Supporting Our Youth
- Abbreviation: SOY
- Formation: 1998; 28 years ago
- Type: LGBTQ organization
- Location: Toronto, Ontario, Canada;
- Parent organization: Coalition for Services for Lesbian and Gay Youth (1998–2000); Central Toronto Youth Services (2000–2004); Sherbourne Health Centre (2004–);

= Supporting Our Youth =

Canadian LGBT+ organization

Supporting Our Youth (SOY) is an organization based in Toronto, Ontario, Canada, which runs programs and events geared to supporting the special needs of gay, lesbian, bisexual, transgender, transsexual and intersex youth. SOY gets support and involvement from local youth and adults that volunteer their time to help improve each other’s lives. SOY’s main focus points are helping the youth create healthy arts, recreational spaces, culture, supportive housing, and employment.

==History==

In 1991 a network of social professionals, health care providers, educators, youth, parents and activists joined to form the Toronto Coalition for Lesbian, Gay and Bisexual Youth. After conducting a six-month study to determine the needs of the queer community, the Supporting Our Youth project was launched in April 1998. The program was developed after an extensive series of consultations with LGBTQ youth in Toronto found that, while youth felt that they had adequate access to counselling services through their schools and Family Service Toronto, they had a strong desire for more social programming and more activities targeted to youth as an "entry point" to the LGBTQ community.

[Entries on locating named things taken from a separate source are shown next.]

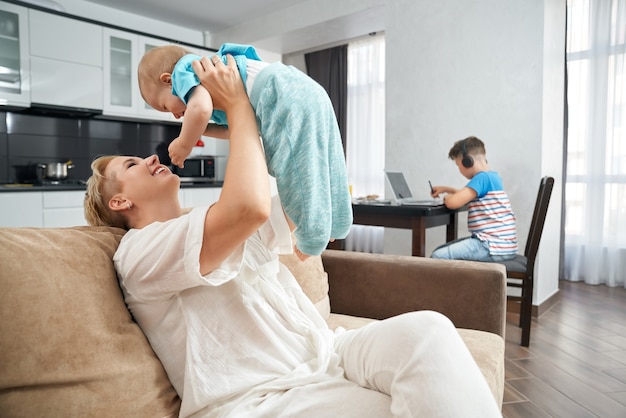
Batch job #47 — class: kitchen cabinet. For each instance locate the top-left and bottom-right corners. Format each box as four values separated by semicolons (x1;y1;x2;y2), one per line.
0;190;87;228
42;190;87;228
103;28;176;122
0;192;43;227
178;187;222;208
0;187;222;228
0;2;30;107
29;9;104;110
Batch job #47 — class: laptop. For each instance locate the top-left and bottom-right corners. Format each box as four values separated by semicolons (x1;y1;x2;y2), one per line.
385;171;443;206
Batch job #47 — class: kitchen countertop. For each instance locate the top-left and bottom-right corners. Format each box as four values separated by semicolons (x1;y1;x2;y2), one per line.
0;181;224;193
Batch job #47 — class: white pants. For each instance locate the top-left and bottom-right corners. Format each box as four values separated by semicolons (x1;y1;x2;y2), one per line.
236;311;502;418
335;311;502;418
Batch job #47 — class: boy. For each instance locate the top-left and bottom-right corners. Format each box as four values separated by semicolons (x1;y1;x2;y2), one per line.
431;136;517;262
138;44;352;259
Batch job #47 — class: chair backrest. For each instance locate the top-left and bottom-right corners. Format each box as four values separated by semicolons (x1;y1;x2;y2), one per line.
524;176;554;274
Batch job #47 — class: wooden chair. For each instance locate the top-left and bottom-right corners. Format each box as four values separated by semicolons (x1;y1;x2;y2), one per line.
501;176;554;347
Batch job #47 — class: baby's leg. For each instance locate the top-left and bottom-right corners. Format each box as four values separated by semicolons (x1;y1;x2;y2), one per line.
256;67;352;255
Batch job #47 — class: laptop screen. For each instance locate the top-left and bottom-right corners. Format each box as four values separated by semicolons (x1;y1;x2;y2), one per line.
385;171;413;200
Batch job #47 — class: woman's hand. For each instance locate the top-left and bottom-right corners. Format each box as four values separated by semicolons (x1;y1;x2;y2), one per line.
191;54;249;113
192;55;271;274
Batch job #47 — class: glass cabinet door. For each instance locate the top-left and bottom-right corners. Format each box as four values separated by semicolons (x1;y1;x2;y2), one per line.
137;36;176;121
103;28;139;116
0;3;30;107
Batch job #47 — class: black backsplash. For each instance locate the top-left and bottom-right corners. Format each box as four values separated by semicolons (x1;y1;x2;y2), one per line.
0;112;180;183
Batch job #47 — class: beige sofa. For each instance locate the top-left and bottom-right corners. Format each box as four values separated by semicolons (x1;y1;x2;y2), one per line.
0;227;506;418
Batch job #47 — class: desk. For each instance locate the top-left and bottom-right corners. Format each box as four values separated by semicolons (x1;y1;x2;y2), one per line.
352;204;460;257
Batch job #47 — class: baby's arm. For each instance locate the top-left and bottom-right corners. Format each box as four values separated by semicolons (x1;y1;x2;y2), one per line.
167;85;213;168
203;123;229;139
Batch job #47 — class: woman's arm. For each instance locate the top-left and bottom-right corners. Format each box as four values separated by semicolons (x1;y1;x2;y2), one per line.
193;55;271;274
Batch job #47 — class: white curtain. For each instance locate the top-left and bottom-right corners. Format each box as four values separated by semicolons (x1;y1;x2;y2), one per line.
345;34;385;253
565;0;626;286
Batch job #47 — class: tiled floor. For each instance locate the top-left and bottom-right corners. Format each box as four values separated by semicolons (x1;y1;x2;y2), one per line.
502;281;626;418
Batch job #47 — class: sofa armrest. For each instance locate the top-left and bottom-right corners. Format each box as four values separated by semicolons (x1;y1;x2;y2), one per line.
322;250;506;338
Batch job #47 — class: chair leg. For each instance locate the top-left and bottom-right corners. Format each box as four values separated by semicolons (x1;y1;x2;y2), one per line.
520;277;533;347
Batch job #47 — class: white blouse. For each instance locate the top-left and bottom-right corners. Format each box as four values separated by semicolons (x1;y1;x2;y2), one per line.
114;197;343;417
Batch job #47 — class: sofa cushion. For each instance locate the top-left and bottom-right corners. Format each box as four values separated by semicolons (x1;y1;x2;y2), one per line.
0;227;180;417
326;313;504;407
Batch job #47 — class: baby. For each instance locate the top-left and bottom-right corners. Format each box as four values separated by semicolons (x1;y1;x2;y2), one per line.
138;44;352;259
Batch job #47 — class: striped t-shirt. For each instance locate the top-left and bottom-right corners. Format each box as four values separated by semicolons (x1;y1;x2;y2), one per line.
467;171;517;255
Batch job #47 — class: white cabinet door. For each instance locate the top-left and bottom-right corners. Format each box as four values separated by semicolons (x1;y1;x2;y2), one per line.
28;9;103;110
30;57;103;110
0;2;30;109
28;9;103;68
0;192;43;228
42;191;87;228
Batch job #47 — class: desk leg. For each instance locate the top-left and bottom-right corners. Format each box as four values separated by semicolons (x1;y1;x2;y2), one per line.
411;216;426;257
446;212;459;242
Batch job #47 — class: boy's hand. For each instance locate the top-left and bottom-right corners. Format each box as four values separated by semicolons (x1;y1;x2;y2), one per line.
167;137;193;168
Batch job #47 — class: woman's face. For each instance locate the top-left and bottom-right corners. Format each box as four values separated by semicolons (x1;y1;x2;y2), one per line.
105;155;180;204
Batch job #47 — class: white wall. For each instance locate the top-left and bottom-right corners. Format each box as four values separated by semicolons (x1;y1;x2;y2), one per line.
55;0;204;46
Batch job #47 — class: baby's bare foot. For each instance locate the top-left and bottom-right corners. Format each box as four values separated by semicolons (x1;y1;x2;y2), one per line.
293;245;310;261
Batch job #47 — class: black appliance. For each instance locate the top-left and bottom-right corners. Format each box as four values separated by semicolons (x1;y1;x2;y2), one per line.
171;156;215;183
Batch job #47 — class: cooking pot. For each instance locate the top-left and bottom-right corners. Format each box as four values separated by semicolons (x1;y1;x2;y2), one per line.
39;161;74;180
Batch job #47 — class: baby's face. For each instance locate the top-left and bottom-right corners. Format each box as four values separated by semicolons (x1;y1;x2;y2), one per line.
143;85;187;119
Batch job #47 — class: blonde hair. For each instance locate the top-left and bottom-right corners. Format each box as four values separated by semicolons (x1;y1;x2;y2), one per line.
84;155;129;229
137;45;191;99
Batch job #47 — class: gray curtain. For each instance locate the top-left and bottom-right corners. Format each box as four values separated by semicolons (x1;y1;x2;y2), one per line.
304;45;348;154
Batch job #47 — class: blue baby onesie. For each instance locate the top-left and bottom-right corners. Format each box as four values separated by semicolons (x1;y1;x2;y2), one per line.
172;44;352;255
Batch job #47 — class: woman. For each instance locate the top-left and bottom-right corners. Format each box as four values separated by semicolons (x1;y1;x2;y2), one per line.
85;57;500;418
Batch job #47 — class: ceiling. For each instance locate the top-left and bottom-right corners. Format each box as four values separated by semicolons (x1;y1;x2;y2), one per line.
77;0;384;54
82;0;307;32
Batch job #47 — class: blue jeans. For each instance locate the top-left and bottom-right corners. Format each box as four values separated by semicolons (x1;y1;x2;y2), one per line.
431;237;515;263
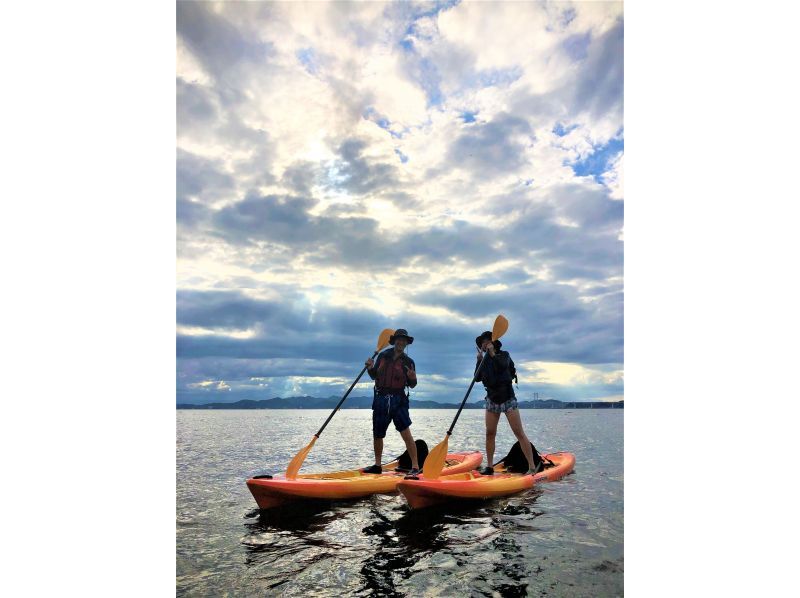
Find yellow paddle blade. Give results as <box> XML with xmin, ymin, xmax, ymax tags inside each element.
<box><xmin>422</xmin><ymin>434</ymin><xmax>450</xmax><ymax>480</ymax></box>
<box><xmin>286</xmin><ymin>436</ymin><xmax>317</xmax><ymax>480</ymax></box>
<box><xmin>492</xmin><ymin>314</ymin><xmax>508</xmax><ymax>341</ymax></box>
<box><xmin>375</xmin><ymin>328</ymin><xmax>394</xmax><ymax>351</ymax></box>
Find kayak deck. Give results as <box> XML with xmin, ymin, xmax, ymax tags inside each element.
<box><xmin>397</xmin><ymin>453</ymin><xmax>575</xmax><ymax>509</ymax></box>
<box><xmin>247</xmin><ymin>451</ymin><xmax>483</xmax><ymax>509</ymax></box>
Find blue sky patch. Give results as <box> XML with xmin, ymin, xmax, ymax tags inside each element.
<box><xmin>295</xmin><ymin>48</ymin><xmax>319</xmax><ymax>75</ymax></box>
<box><xmin>561</xmin><ymin>31</ymin><xmax>592</xmax><ymax>62</ymax></box>
<box><xmin>570</xmin><ymin>137</ymin><xmax>625</xmax><ymax>182</ymax></box>
<box><xmin>553</xmin><ymin>123</ymin><xmax>578</xmax><ymax>137</ymax></box>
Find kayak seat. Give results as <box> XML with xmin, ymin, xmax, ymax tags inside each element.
<box><xmin>495</xmin><ymin>442</ymin><xmax>554</xmax><ymax>473</ymax></box>
<box><xmin>395</xmin><ymin>438</ymin><xmax>428</xmax><ymax>471</ymax></box>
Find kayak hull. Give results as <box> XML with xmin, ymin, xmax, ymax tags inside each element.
<box><xmin>397</xmin><ymin>453</ymin><xmax>575</xmax><ymax>509</ymax></box>
<box><xmin>247</xmin><ymin>451</ymin><xmax>483</xmax><ymax>509</ymax></box>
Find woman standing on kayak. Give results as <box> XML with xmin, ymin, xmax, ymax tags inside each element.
<box><xmin>363</xmin><ymin>328</ymin><xmax>419</xmax><ymax>475</ymax></box>
<box><xmin>475</xmin><ymin>330</ymin><xmax>542</xmax><ymax>475</ymax></box>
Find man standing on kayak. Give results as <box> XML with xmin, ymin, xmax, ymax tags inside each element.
<box><xmin>475</xmin><ymin>330</ymin><xmax>541</xmax><ymax>475</ymax></box>
<box><xmin>363</xmin><ymin>328</ymin><xmax>419</xmax><ymax>475</ymax></box>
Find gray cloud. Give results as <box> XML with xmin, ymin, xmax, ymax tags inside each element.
<box><xmin>447</xmin><ymin>114</ymin><xmax>532</xmax><ymax>175</ymax></box>
<box><xmin>324</xmin><ymin>139</ymin><xmax>397</xmax><ymax>195</ymax></box>
<box><xmin>177</xmin><ymin>2</ymin><xmax>274</xmax><ymax>87</ymax></box>
<box><xmin>573</xmin><ymin>19</ymin><xmax>624</xmax><ymax>124</ymax></box>
<box><xmin>176</xmin><ymin>148</ymin><xmax>236</xmax><ymax>202</ymax></box>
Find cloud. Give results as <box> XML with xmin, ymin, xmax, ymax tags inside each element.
<box><xmin>176</xmin><ymin>2</ymin><xmax>624</xmax><ymax>401</ymax></box>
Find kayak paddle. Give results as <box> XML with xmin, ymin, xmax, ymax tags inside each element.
<box><xmin>422</xmin><ymin>315</ymin><xmax>508</xmax><ymax>480</ymax></box>
<box><xmin>286</xmin><ymin>328</ymin><xmax>394</xmax><ymax>480</ymax></box>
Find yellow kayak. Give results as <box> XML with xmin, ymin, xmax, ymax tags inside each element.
<box><xmin>247</xmin><ymin>451</ymin><xmax>483</xmax><ymax>509</ymax></box>
<box><xmin>397</xmin><ymin>453</ymin><xmax>575</xmax><ymax>509</ymax></box>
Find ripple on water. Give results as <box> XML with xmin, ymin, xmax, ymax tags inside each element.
<box><xmin>176</xmin><ymin>410</ymin><xmax>624</xmax><ymax>596</ymax></box>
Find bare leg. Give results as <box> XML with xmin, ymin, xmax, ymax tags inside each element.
<box><xmin>506</xmin><ymin>409</ymin><xmax>533</xmax><ymax>469</ymax></box>
<box><xmin>400</xmin><ymin>426</ymin><xmax>419</xmax><ymax>469</ymax></box>
<box><xmin>486</xmin><ymin>411</ymin><xmax>500</xmax><ymax>467</ymax></box>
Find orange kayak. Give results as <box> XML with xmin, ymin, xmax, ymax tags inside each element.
<box><xmin>397</xmin><ymin>453</ymin><xmax>575</xmax><ymax>509</ymax></box>
<box><xmin>247</xmin><ymin>451</ymin><xmax>483</xmax><ymax>509</ymax></box>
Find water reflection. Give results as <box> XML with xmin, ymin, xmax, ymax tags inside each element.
<box><xmin>242</xmin><ymin>492</ymin><xmax>556</xmax><ymax>596</ymax></box>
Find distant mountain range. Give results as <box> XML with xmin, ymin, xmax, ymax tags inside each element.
<box><xmin>177</xmin><ymin>397</ymin><xmax>625</xmax><ymax>409</ymax></box>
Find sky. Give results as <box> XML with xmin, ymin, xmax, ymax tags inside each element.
<box><xmin>176</xmin><ymin>1</ymin><xmax>624</xmax><ymax>403</ymax></box>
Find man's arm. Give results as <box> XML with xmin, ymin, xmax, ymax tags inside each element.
<box><xmin>366</xmin><ymin>353</ymin><xmax>383</xmax><ymax>380</ymax></box>
<box><xmin>406</xmin><ymin>357</ymin><xmax>417</xmax><ymax>388</ymax></box>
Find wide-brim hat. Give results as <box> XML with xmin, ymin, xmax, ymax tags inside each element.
<box><xmin>389</xmin><ymin>328</ymin><xmax>414</xmax><ymax>345</ymax></box>
<box><xmin>475</xmin><ymin>330</ymin><xmax>503</xmax><ymax>349</ymax></box>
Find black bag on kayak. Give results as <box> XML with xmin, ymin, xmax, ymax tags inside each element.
<box><xmin>494</xmin><ymin>442</ymin><xmax>547</xmax><ymax>473</ymax></box>
<box><xmin>396</xmin><ymin>438</ymin><xmax>428</xmax><ymax>471</ymax></box>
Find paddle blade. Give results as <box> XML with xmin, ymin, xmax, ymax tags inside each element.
<box><xmin>375</xmin><ymin>328</ymin><xmax>394</xmax><ymax>353</ymax></box>
<box><xmin>492</xmin><ymin>314</ymin><xmax>508</xmax><ymax>341</ymax></box>
<box><xmin>422</xmin><ymin>434</ymin><xmax>450</xmax><ymax>480</ymax></box>
<box><xmin>286</xmin><ymin>436</ymin><xmax>317</xmax><ymax>480</ymax></box>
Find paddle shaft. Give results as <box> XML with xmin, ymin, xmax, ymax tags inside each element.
<box><xmin>447</xmin><ymin>353</ymin><xmax>486</xmax><ymax>436</ymax></box>
<box><xmin>314</xmin><ymin>351</ymin><xmax>378</xmax><ymax>438</ymax></box>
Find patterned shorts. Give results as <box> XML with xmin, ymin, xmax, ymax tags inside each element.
<box><xmin>372</xmin><ymin>393</ymin><xmax>411</xmax><ymax>438</ymax></box>
<box><xmin>484</xmin><ymin>398</ymin><xmax>519</xmax><ymax>413</ymax></box>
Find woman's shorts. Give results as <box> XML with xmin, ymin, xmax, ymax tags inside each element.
<box><xmin>372</xmin><ymin>394</ymin><xmax>411</xmax><ymax>438</ymax></box>
<box><xmin>484</xmin><ymin>398</ymin><xmax>519</xmax><ymax>413</ymax></box>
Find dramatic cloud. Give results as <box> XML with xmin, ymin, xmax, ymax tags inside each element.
<box><xmin>176</xmin><ymin>1</ymin><xmax>624</xmax><ymax>402</ymax></box>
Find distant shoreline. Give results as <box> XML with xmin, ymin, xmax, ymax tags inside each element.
<box><xmin>176</xmin><ymin>397</ymin><xmax>625</xmax><ymax>409</ymax></box>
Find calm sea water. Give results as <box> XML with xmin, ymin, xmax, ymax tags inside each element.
<box><xmin>176</xmin><ymin>409</ymin><xmax>623</xmax><ymax>597</ymax></box>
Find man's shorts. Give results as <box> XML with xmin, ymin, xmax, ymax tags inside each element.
<box><xmin>372</xmin><ymin>393</ymin><xmax>411</xmax><ymax>438</ymax></box>
<box><xmin>484</xmin><ymin>397</ymin><xmax>519</xmax><ymax>413</ymax></box>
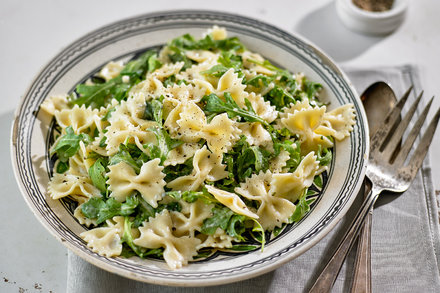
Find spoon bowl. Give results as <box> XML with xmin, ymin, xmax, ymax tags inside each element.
<box><xmin>351</xmin><ymin>81</ymin><xmax>400</xmax><ymax>293</ymax></box>
<box><xmin>361</xmin><ymin>81</ymin><xmax>397</xmax><ymax>135</ymax></box>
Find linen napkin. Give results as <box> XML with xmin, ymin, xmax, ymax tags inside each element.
<box><xmin>67</xmin><ymin>65</ymin><xmax>440</xmax><ymax>293</ymax></box>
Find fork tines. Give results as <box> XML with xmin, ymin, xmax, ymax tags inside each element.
<box><xmin>371</xmin><ymin>87</ymin><xmax>440</xmax><ymax>177</ymax></box>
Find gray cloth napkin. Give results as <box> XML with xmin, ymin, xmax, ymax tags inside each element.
<box><xmin>67</xmin><ymin>66</ymin><xmax>440</xmax><ymax>293</ymax></box>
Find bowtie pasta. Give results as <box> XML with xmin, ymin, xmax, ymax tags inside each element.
<box><xmin>41</xmin><ymin>27</ymin><xmax>355</xmax><ymax>269</ymax></box>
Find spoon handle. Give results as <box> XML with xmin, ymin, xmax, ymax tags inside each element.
<box><xmin>350</xmin><ymin>180</ymin><xmax>373</xmax><ymax>293</ymax></box>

SOY was funded by the Trillium Foundation, and was originally meant to serve as a three-year community development project whose purpose was to create opportunities for LGBT youth in the areas of recreational activities, culture and arts, employment, housing and mentoring projects.

In September 2004, SOY became a program of the Sherbourne Health Centre.

==Programs==
The organization runs a variety of programs, including Alphabet Soup, a drop-in for teenagers; the Black Queer Youth Initiative, a group targeted to LGBT Black Canadian youth; Express, a group for immigrant and refugee youth; Essence, a personal development group; Fluid, a group for youth who are pansexual, omnisexual, bisexual and questioning who do not fit into other sexuality categories; Trans_Fusion Crew, a group for transgender youth; and Pink Ink, a creative writing group. As well, SOY offers a Monday Night Drop In for social activities; the Bill 7 Award, an academic scholarship for LGBTQ university students; Click, a mentoring program; Shift, a photography project; Fruit Loopz, a youth-oriented arts and music event held at Buddies in Bad Times as part of Toronto's Pride Week; and the Pride Prom, held in conjunction with the Triangle Program as an annual prom for LGBT high school students.

The group also offers employment assistance programs for youth, as well as assisting in finding emergency housing for homeless LGBTQ youth. The group was consulted in the creation of Sprott House, Toronto's first dedicated homeless shelter for LGBTQ youth.

In 2012, the group won the City of Toronto Arts for Youth Award to honour its arts-based programming.